En medio de la peor crisis que ha enfrentado no solo el régimen en sus 67 años, sino el país en toda su historia, los mandamases se extravían cada vez más en el cruce del callejón sin salida al que los han conducido sus disparates, su soberbia y su terquedad.
En los últimos meses, el mandatario Miguel Díaz-Canel, el primer ministro Manuel Marrero y el canciller Bruno Rodríguez Parrilla, en sus discursos y declaraciones, repletos de disparates, torpezas, ridiculeces e inconsecuencias, cada uno parece ir por su lado: solo coinciden en culpar al “bloqueo” de todos los males.
No cesan de invocar y celebrar a Fidel Castro mientras siguen desmontando su andamiaje.

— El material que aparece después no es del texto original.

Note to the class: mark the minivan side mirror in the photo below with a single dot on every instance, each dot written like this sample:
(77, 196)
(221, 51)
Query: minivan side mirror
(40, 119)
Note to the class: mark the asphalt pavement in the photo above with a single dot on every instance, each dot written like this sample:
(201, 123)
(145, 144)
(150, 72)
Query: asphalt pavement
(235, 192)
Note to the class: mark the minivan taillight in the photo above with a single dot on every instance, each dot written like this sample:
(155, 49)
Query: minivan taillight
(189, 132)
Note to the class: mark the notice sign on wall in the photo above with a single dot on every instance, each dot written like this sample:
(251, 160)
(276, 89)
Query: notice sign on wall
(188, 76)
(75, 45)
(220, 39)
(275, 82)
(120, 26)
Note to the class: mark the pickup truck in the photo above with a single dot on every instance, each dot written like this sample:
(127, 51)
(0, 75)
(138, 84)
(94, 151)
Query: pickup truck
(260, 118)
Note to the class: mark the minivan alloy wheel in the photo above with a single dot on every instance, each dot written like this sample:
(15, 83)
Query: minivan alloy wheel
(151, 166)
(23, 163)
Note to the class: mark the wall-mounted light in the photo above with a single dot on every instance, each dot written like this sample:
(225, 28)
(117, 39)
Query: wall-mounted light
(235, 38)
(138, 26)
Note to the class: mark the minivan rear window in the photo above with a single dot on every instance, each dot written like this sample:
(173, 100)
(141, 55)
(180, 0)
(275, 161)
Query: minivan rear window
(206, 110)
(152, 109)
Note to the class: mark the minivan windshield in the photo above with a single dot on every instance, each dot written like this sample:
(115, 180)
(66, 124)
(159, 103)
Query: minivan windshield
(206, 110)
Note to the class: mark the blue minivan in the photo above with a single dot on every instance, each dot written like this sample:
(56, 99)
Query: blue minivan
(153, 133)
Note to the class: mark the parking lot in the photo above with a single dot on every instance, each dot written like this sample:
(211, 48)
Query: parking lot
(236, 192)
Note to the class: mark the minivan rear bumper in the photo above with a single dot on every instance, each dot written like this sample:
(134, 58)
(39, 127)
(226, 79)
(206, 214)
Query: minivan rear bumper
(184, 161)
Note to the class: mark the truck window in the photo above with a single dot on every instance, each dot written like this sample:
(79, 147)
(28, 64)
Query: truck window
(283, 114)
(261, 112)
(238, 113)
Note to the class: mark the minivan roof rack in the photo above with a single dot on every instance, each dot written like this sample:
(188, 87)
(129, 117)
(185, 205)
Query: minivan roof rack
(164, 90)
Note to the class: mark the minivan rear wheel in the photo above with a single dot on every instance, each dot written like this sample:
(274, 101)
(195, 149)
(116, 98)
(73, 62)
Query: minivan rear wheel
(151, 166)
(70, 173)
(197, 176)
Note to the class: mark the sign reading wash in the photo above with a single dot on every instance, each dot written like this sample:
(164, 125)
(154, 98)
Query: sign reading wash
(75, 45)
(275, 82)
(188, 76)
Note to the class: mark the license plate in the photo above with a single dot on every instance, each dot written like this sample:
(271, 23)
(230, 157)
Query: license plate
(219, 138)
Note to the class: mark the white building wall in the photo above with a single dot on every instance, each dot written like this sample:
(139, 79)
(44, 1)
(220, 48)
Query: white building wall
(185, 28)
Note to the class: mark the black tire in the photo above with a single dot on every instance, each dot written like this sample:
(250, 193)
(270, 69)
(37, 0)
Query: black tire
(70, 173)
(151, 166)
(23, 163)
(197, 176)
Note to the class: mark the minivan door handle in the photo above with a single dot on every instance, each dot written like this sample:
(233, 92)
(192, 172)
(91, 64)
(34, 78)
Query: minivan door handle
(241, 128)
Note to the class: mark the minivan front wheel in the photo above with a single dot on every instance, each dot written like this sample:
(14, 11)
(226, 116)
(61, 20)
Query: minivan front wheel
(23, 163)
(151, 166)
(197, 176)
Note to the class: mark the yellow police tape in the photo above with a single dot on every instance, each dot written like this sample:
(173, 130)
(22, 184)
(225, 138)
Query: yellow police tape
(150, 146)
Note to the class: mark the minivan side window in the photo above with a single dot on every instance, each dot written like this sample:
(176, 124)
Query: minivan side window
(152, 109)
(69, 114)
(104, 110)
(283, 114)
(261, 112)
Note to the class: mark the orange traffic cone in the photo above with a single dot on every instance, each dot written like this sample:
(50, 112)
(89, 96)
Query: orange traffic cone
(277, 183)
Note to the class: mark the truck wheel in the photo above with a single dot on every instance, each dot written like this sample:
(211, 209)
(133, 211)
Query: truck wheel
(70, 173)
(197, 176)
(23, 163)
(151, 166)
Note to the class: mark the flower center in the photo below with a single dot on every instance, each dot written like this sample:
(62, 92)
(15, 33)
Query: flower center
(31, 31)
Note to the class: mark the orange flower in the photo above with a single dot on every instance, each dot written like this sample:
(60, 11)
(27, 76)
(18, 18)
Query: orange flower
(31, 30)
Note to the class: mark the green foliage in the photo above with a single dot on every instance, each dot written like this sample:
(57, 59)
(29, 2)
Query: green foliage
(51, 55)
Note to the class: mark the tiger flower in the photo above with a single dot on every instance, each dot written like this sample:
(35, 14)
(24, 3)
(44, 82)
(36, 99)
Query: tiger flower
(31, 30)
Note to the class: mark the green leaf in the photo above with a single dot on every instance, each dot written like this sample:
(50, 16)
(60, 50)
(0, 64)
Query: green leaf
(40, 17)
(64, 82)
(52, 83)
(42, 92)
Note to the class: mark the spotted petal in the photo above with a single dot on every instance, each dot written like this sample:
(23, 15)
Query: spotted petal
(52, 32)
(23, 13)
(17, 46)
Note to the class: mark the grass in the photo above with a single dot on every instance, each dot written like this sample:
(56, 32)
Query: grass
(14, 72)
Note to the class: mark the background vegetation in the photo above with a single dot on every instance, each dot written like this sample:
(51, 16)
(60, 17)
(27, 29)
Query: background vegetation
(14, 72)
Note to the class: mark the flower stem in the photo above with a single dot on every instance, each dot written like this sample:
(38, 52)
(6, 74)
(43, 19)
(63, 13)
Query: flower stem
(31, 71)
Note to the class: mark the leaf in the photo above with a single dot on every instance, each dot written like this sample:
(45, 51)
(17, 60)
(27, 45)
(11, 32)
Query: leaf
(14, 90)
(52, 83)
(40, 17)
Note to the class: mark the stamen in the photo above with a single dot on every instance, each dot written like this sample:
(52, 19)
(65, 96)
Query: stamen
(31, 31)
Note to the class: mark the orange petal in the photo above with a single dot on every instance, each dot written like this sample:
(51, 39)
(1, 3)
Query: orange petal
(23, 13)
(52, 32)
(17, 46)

Zigzaguean, barren el polvo debajo de la cama, echan mano de eufemismos para evitar llamar las cosas por su nombre, se dicen y se contradicen, dan por bueno y necesario lo que hasta antier decían que era malo y ayer inoportuno.
Cuando informan (o más bien desinforman) sobre algo que ya no es posible seguir ocultando, ya sea la presencia de mercenarios cubanos en Rusia, un accidente en un supertanquero en Matanzas o los contactos con el Gobierno norteamericano, lo que consiguen —en vez de dar certezas a los pocos que aún creen en las versiones oficiales— es generar más dudas y confusión.
Las contradicciones e incoherencias se hacen palpables en las explicaciones de los mandamases sobre las 176 medidas con las que, manoseando herramientas del capitalismo, pretenden reimpulsar la economía y salvar lo que va quedando —amputaciones y trasplantes mediante— de lo que ellos caprichosamente llaman socialismo.
Es como si no acabaran de ponerse de acuerdo. Intentan justificar esas medidas, pero, aferrados a los prejuicios y los temores de la habitual perspectiva ideológica comunista, advierten de las distorsiones y resultados nocivos —tales como el crecimiento de las desigualdades sociales— de políticas económicas que recuerdan las terapias de choque del socialismo salvaje que tanto criticaron.
Estas contradicciones en las explicaciones y la insistencia en “la continuidad del proyecto revolucionario” y en negar que se vaya a producir una restauración capitalista, son un intento de los mandamases de aplacar la pugna intestina en las altas esferas del régimen entre la facción ortodoxa e inmovilista y la más pragmática e inclinada a las reformas.
Pueden imaginar cuán duro debe ser para los bonzos y retranqueros del inmovilismo, luego de tanta intransigencia, tragarse el sapo de que un arreglo a base de concesiones con el Gobierno estadounidense y convertirlo en su garante sea, si no ocurre un milagro que los salve, el único recurso que les va quedando.